Every year ITD recognizes counties who have logged zero fatalities by honoring local and state patrol. This is the fourth time Teton County will receive the award under Liford’s tenure. Clark County was the only other county to receive the distinction for 2017 as well.
Idaho State Police Lieutenant Chris Weadick said the honor does come at an unfortunate time for Teton County, which has experienced two deaths on Highway 33 and Highway 31, both involving motorcyclist who were not wearing helmets. Weadick said the top three contributors to highway fatalities are distracted driving, inattentive driving, and aggressive driving.
Liford agreed, but criticized Idaho state policy makers for not taking these issues more seriously.
“Legislators are letting the people of Idaho down by not making these a more serious issue,” said Liford who further criticized the state’s penalties for these infractions as well as its inability to pass “hand-free device” laws.”

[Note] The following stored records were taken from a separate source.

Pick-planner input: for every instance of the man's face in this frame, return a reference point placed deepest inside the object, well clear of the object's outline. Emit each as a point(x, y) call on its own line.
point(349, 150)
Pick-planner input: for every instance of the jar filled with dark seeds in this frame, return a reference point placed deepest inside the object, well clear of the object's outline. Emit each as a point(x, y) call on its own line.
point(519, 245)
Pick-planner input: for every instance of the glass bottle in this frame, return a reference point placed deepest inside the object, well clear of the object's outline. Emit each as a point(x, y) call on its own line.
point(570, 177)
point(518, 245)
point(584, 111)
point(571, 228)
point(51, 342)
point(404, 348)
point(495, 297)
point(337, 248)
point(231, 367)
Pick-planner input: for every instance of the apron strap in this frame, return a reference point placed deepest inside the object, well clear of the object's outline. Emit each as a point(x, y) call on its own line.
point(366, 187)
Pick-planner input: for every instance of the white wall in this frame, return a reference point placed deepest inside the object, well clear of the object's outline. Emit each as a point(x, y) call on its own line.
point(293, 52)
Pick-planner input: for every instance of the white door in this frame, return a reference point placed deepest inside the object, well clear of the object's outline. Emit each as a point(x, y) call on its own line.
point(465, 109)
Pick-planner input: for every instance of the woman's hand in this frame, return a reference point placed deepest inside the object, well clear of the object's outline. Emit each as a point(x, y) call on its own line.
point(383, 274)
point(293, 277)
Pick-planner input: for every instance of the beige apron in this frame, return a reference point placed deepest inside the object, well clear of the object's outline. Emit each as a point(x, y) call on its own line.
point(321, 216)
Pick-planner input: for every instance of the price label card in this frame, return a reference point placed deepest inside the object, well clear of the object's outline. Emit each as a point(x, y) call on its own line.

According to the ITD, 64 Idahoans died in crashes caused by misuse of electronic devices in 2016, a figure cited by the state legislature after a failed attempt to pass a hands-free device law earlier this year.
Liford said patrolling for distracted drivers who are texting or surfing on their phones is difficult in Teton County given the single lane road configuration as compared to patrolling for distracted drivers on a highway such as I-15. He said Idaho is ignoring the national conversation on hands-free driving and the dangers of texting and driving.